Previous Phase 2 trials for this asset did not succeed, largely due to challenges in clinical positioning and trial execution rather than limitations of the mechanism itself. SYK is a pivotal kinase in immune cell signalling and a validated driver of disease in both ITP and CLL. In ITP, our inhibitor is designed to achieve best-in-class efficacy while avoiding the toxicity seen with the currently approved therapy. In CLL, it has the potential to overcome resistance to existing treatments, with the opportunity to benefit up to 30% of patients who no longer respond to standard of care.

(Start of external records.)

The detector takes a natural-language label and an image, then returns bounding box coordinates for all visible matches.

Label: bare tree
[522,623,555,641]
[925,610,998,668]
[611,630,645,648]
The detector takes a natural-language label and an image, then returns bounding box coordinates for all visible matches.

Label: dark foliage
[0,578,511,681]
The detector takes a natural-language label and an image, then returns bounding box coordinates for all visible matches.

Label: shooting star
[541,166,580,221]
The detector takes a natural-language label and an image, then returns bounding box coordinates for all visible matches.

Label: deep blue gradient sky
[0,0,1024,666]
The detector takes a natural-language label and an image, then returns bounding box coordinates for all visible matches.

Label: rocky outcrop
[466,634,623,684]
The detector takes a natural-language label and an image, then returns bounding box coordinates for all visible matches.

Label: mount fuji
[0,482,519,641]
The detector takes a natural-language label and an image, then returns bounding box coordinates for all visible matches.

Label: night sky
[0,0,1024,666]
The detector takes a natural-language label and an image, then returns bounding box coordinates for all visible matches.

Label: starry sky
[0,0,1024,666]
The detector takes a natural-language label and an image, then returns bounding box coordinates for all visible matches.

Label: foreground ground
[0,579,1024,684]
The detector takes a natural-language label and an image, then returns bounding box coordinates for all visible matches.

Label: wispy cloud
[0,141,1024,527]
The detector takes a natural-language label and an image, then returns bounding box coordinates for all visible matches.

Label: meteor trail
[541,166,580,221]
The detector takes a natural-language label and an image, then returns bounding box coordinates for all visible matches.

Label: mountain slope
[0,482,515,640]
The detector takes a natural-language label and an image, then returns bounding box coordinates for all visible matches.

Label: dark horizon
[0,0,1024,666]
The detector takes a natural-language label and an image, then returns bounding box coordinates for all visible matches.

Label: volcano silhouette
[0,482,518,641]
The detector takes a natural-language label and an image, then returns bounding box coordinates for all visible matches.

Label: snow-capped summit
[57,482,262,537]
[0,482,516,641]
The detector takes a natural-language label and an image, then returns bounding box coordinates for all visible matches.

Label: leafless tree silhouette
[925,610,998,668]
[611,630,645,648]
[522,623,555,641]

The initial chemical series encountered genotoxicity during candidate selection, preventing advancement. PDE9 remains a compelling mechanism, capable of influencing multiple pathways relevant to complex diseases. Our approach is to overcome the earlier toxicity limitations through new chemistry and improved profiling. By doing so, we aim to unlock the potential of PDE9 inhibition for patients with overlapping cardio-metabolic morbidities, where safe and effective treatment options are still lacking.

This programme was acquired at Phase 2 following the emergence of neurotoxicity. CDK9 remains a highly promising target, with best-in-class credentials driven by excellent kinase selectivity and oral bioavailability. Our strategy is to reduce brain penetration and optimise pharmacokinetics, unlocking the full therapeutic potential of this target class.